OpenAI’s Atlas Browser Agent Shows Promise But Faces Limitations in Real-World Testing

OpenAI’s Web Automation Agent Shows Mixed Results in Early Testing

OpenAI’s newly announced Atlas browser with integrated ChatGPT features includes an “Agent Mode” that reportedly can “get work done for you” by actively clicking, scrolling, and reading through webpages. According to reports from early testing, this agentic AI demonstrates promising capabilities but faces significant limitations in practical applications.
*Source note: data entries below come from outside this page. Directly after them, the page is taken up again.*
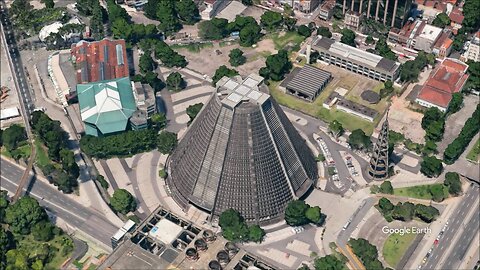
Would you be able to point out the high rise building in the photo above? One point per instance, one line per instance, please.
(241, 152)
(378, 167)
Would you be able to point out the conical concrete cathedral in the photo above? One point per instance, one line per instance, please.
(241, 152)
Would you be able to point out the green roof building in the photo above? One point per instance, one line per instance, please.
(106, 106)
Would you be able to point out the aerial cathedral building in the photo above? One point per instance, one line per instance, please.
(378, 167)
(241, 152)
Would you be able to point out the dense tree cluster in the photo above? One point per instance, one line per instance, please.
(123, 202)
(300, 213)
(329, 262)
(411, 69)
(54, 138)
(234, 228)
(359, 140)
(366, 252)
(172, 13)
(120, 145)
(452, 181)
(24, 218)
(348, 37)
(456, 148)
(406, 211)
(277, 65)
(221, 72)
(431, 166)
(236, 57)
(193, 110)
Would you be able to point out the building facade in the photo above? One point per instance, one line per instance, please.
(356, 60)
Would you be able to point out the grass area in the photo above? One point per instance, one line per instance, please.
(419, 192)
(475, 152)
(316, 109)
(31, 246)
(193, 47)
(281, 40)
(395, 247)
(42, 158)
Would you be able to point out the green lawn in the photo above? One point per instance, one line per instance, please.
(419, 192)
(395, 247)
(193, 47)
(475, 152)
(281, 40)
(316, 109)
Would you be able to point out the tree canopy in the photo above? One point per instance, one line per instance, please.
(122, 201)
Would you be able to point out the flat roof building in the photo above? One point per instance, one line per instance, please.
(100, 60)
(356, 60)
(448, 78)
(106, 106)
(306, 82)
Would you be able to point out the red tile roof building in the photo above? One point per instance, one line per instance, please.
(448, 78)
(100, 60)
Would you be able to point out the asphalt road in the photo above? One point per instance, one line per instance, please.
(87, 220)
(456, 223)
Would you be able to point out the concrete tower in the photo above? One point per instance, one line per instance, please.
(378, 167)
(241, 152)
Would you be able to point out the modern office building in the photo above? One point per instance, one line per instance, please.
(106, 106)
(241, 152)
(100, 60)
(448, 78)
(306, 82)
(356, 60)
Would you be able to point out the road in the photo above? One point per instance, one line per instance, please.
(456, 222)
(87, 220)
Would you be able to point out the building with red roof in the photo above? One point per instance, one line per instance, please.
(448, 78)
(100, 60)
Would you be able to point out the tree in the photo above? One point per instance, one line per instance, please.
(213, 29)
(167, 141)
(426, 213)
(295, 213)
(385, 206)
(233, 226)
(271, 20)
(122, 201)
(165, 13)
(348, 37)
(452, 181)
(431, 115)
(146, 63)
(236, 57)
(329, 262)
(455, 103)
(221, 72)
(175, 81)
(441, 20)
(336, 128)
(43, 231)
(24, 214)
(193, 110)
(314, 214)
(12, 136)
(278, 65)
(359, 140)
(369, 40)
(386, 187)
(431, 166)
(187, 11)
(255, 233)
(303, 30)
(324, 32)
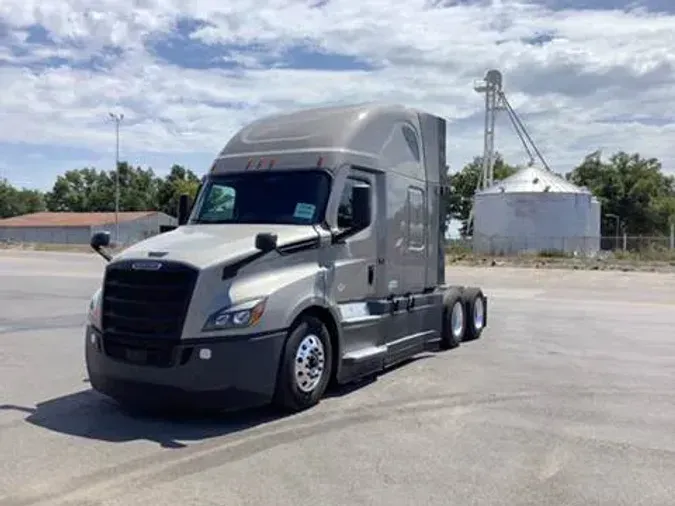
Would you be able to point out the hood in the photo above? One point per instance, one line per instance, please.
(206, 245)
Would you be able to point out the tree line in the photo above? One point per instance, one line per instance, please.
(628, 185)
(91, 190)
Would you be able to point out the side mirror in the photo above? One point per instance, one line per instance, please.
(98, 241)
(183, 209)
(266, 242)
(360, 207)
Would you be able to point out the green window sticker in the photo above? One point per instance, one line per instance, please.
(304, 211)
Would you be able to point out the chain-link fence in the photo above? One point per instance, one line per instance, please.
(648, 247)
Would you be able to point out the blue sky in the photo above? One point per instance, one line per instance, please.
(584, 75)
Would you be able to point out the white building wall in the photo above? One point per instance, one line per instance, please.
(507, 223)
(51, 235)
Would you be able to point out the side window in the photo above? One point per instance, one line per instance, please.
(345, 205)
(219, 204)
(416, 221)
(411, 140)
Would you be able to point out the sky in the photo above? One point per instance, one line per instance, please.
(583, 75)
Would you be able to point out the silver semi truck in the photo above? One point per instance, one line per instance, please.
(312, 254)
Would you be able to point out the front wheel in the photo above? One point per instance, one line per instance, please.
(306, 366)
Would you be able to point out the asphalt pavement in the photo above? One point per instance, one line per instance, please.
(567, 399)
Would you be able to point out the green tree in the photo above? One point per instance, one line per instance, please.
(179, 181)
(82, 190)
(631, 187)
(463, 185)
(89, 190)
(14, 202)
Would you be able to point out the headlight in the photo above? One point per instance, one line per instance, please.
(94, 311)
(245, 314)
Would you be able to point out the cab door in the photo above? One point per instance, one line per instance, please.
(355, 265)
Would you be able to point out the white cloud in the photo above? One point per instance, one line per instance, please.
(600, 65)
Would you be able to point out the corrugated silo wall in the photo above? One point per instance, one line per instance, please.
(137, 230)
(511, 223)
(49, 235)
OpenAI’s Web Automation Agent Shows Mixed Results in Early Testing
Gaming Capabilities Demonstrate Basic Competence
Multi-Website Navigation Shows Promise
Email Processing and Data Collection Capabilities
Content Creation and Website Building
Practical Applications Show Mixed Success
Technical Constraints Limit Practical Utility

Sources indicate that while Agent Mode represents a significant step forward in web automation, the feature remains in “preview mode” with clear constraints on session length that impact its utility for extended tasks., according to market insights

Gaming Capabilities Demonstrate Basic Competence

In one test scenario, the Atlas agent was tasked with playing the popular tile-sliding game 2048. The report states that the agent successfully navigated to the game website, closed tutorial pop-ups, and figured out how to use arrow keys to play without human guidance.

Analysts suggest the agent showed some strategic thinking, with activity summaries indicating it was “looking ahead for simple strategies” and attempting to align tiles for merging. However, the testing revealed limitations when the agent stopped playing after just four minutes with a score of 356, requiring additional prompts to continue. The final score of 3,164 points was reportedly similar to what a novice human player might achieve.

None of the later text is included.